A thought on horror's present.
◆ Man Finds Tape, dir. Paul Gandersman and Peter Hall, 2025.
- A cinematic world. Straying into horror history's rich vein of metacinema (from Peeping Tom to Arrebato to New Nightmare), Man Finds Tape got me thinking less about its precise details and more about possibilities surrounding cursed or haunted footage. One aspect of the film's bizarre, layered mystery is video footage that not only captures moments where a whole town falls into a trance but that itself seems to put viewers into the same type of trance. The mystical phenomenon here doesn't come across as tied to an object—a particular film reel or a Ringu-style video tape of some occult origin. Video here is capturing (maybe channeling) a ubiquitous phenomenon. This is fitting in a film which is itself entirely reliant on the ubiquitousness of video today. Man Finds Tape is cobbled together from various kinds of “found” footage: from surveillance tapes, mobile phones, handheld cameras, video conferences, and tv broadcasts. Cinema can sometimes feel like it comes from another world—either from the rarefied, specialized sphere of the film industry or from the distinct, usually urban cultural milieu of artists and activists. But video production and distribution has permeated the culture. It's everywhere, all around us. We're immersed in it. If a mystical phenomenon is visible on video, in our video-flooded present, then the phenomenon feels like another part of our world.
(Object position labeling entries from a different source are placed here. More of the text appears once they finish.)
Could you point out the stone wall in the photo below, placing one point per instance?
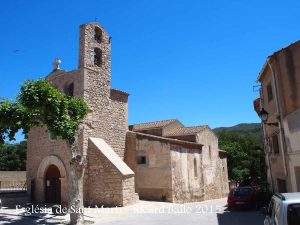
(107, 119)
(12, 179)
(153, 180)
(103, 184)
(39, 148)
(169, 172)
(215, 179)
(187, 177)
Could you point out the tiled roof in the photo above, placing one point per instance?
(168, 140)
(186, 131)
(150, 125)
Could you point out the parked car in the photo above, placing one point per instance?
(242, 197)
(284, 209)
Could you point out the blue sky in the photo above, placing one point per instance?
(192, 60)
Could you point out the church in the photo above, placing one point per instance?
(160, 160)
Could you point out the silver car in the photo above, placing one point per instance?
(284, 209)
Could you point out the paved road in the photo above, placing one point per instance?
(206, 213)
(148, 213)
There are no longer neat borders between the cinematic and the real.

Living Deliciously.
A recommendation.
◆ Murderland: Crime and Bloodlust in the Time of Serial Killers by Caroline Fraser, 2025.
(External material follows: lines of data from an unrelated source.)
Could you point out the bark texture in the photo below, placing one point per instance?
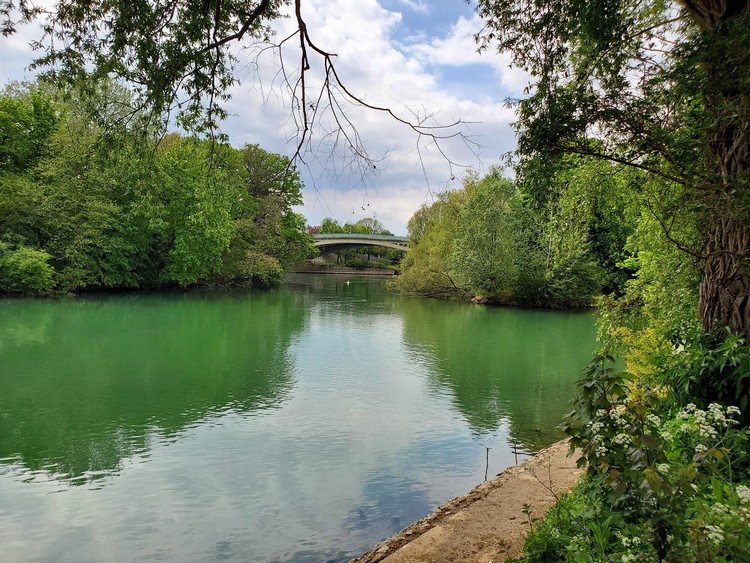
(725, 287)
(724, 297)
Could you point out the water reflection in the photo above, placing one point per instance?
(502, 363)
(304, 424)
(88, 382)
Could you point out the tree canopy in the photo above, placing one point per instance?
(661, 87)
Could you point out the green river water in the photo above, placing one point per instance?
(301, 424)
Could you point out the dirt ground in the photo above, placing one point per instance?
(472, 527)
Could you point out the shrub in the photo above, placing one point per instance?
(25, 270)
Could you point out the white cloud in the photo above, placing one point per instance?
(459, 48)
(378, 68)
(417, 5)
(383, 73)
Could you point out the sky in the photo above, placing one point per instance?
(416, 57)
- At least the SuperSonics won a championship in 1979. I’m just a little over a third of the way through Caroline Fraser’s Murderland, but I’m quite confident in recommending it. True crime and horror interrelate in various ways, including in their mutual interest in the roots of violence and criminality—with the crime behind the crime. Murderland links the wave of serial killers (especially in the Pacific Northwest) in the 70s and 80s to environmental injustice—to the mental and bodily cost of growing up and living around toxic industry that pumped arsenic, copper, lead, and more into the air. Murderland’s interest in horrible murders and toxic pollution makes it a dark, dark book, but a gripping one too. And it offers a productive, wide-angle perspective on the roots of violence.
Dead of Night publishes every Tuesday.
Last month, the vicious bigots in power moved to end gender-affirming care for youth across the United States. 19 states have joined a lawsuit seeking to block this policy. Our trans and immigrant neighbors remain the two communities under the most savage, daily attacks in this country. Fascism requires enemies, and these communities are first on the list. Now is the moment to organize.